In Michael Haneke’s “Time of the Wolf,” the apocalypse arrives not with a big bang but a shot to the heart. Set in the present in an unnamed European country, the film opens with a family arriving at a cabin tucked picturesquely in the woods. Bustling tiredly out of their van, the family enters the cabin -- perhaps on vacation or perhaps in retreat -- and discovers another family in its place. Threats ricochet off the walls, a bullet is fired, and blood splatters across a woman’s face. In the time of the wolf, strangers are predators and each loved one their prey.

Written and directed by Haneke, this intellectual horror movie traces what happens to one of those families when the world enters a near total eclipse -- it’s a frighteningly potent glimpse into the abyss. Turned out into the dark, Anne (Isabelle Huppert) and her children, Eva (Anais Demoustier) and Ben (Lucas Biscombe), plunge into a nightmare of emptied streets, deserted villages and pyres stacked with the remains of contaminated cows. The family begs food from former neighbors, most of whom ignore their pleading, and move from one shelter to the next. At a small roadside barn, they meet a feral young teenager (Hakim Taleb), whom they come to know as “the boy” and in whose wary, mistrusting face it is possible to read an epic of misery.

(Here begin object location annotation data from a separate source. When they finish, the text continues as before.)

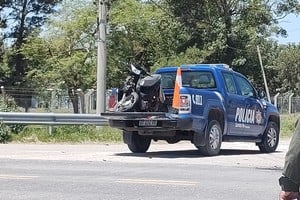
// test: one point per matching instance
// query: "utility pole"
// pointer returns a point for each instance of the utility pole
(264, 76)
(101, 58)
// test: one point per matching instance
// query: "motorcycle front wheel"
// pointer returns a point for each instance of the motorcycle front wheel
(127, 103)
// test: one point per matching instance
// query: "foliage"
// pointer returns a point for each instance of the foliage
(140, 33)
(66, 58)
(7, 104)
(287, 125)
(19, 19)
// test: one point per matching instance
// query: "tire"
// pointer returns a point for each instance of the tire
(127, 103)
(136, 143)
(213, 139)
(270, 138)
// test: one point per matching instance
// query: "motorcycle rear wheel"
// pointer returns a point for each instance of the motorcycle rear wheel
(127, 103)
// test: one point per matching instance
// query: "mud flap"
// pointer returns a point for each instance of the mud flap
(199, 139)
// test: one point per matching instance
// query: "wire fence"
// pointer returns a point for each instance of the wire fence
(58, 101)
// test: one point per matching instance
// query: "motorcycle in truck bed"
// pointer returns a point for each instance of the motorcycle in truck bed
(215, 104)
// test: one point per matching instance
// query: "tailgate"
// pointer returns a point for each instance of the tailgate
(142, 121)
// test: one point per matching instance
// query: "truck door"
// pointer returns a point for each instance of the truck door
(245, 112)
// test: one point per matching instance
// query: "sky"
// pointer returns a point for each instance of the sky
(292, 24)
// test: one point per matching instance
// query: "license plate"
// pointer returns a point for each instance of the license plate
(148, 123)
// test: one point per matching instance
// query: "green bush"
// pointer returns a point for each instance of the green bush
(8, 104)
(287, 125)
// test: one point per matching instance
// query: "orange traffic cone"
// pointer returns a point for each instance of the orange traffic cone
(176, 94)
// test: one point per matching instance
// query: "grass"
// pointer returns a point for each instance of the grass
(287, 125)
(68, 134)
(92, 134)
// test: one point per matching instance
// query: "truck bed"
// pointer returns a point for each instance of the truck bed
(143, 121)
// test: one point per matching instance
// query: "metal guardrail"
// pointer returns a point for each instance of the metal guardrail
(52, 119)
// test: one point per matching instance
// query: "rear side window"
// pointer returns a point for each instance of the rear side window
(229, 83)
(193, 79)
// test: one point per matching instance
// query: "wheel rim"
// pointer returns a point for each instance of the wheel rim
(272, 137)
(214, 136)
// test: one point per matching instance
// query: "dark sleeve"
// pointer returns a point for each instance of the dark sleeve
(291, 171)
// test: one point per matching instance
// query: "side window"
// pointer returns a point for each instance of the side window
(245, 86)
(229, 83)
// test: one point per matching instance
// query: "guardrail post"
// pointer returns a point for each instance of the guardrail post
(81, 100)
(276, 99)
(88, 100)
(290, 103)
(50, 129)
(3, 93)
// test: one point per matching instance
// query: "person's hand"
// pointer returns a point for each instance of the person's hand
(289, 195)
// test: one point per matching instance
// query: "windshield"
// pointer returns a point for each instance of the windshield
(193, 79)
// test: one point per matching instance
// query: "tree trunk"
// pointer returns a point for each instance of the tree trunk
(74, 99)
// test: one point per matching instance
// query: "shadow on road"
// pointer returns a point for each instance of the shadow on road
(190, 153)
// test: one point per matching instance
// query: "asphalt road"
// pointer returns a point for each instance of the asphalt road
(111, 172)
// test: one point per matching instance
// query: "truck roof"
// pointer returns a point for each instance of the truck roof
(194, 67)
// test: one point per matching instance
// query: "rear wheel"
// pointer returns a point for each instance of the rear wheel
(270, 138)
(213, 139)
(136, 143)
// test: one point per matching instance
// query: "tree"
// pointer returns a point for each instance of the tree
(142, 33)
(20, 18)
(68, 50)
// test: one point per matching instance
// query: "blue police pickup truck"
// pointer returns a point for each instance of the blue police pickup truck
(216, 104)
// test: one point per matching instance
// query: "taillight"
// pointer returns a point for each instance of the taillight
(185, 104)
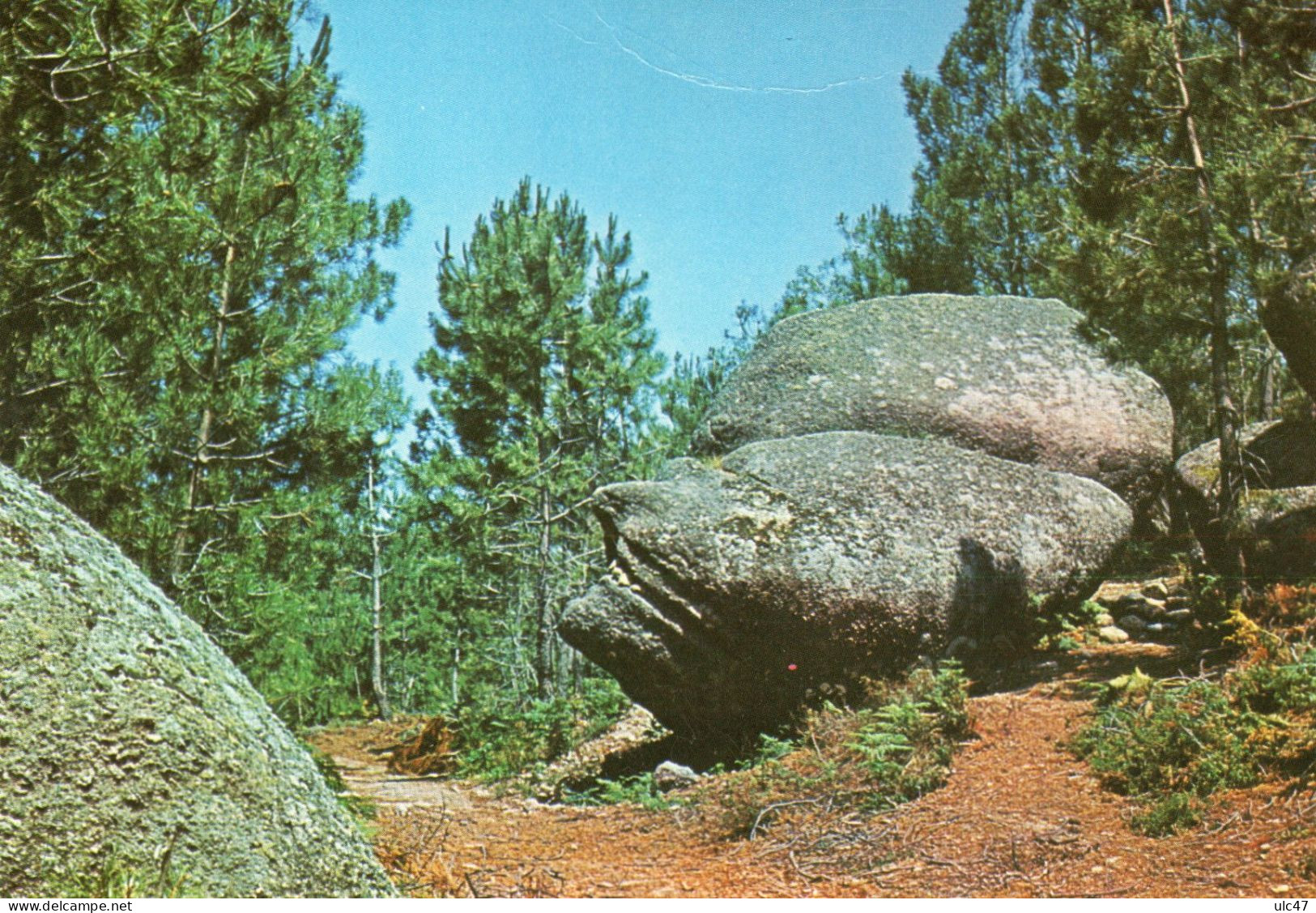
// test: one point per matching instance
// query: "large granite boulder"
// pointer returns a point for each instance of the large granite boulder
(810, 561)
(1006, 377)
(1274, 528)
(130, 744)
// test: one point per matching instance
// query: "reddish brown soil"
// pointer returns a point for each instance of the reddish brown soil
(1020, 817)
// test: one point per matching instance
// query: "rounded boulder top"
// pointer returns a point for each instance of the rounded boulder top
(1006, 377)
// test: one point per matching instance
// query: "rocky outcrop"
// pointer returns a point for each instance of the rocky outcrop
(884, 480)
(1274, 528)
(804, 562)
(130, 741)
(1002, 375)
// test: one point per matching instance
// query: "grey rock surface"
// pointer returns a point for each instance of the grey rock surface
(1006, 377)
(128, 740)
(739, 591)
(1276, 524)
(669, 775)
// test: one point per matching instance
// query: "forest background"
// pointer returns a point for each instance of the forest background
(182, 261)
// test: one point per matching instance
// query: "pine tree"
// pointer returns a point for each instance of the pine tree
(187, 262)
(543, 383)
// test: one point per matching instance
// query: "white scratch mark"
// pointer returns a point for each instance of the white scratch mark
(705, 82)
(570, 31)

After some harrowing roadside encounters, the foursome makes its way to a railway station where other survivors have started to tentatively build the foundation for a new society. The stragglers include a rapacious fixer (Olivier Gourmet, the benevolent carpenter in “The Son”), a bickering married couple (Beatrice Dalle and filmmaker Patrice Chereau) and various other lost souls (Brigitte Rouan and Daniel Duval are among the notable faces). Here, at the end of the line, where women barter sexual favors for food and children die simply, horribly, of thirst, Anne’s family struggles to claim a bit of space, a sense of belonging. In time, still more refugees -- better equipped, more capably organized -- descend on the station, adding to the confusion even while they also contribute to a sense of regained hope.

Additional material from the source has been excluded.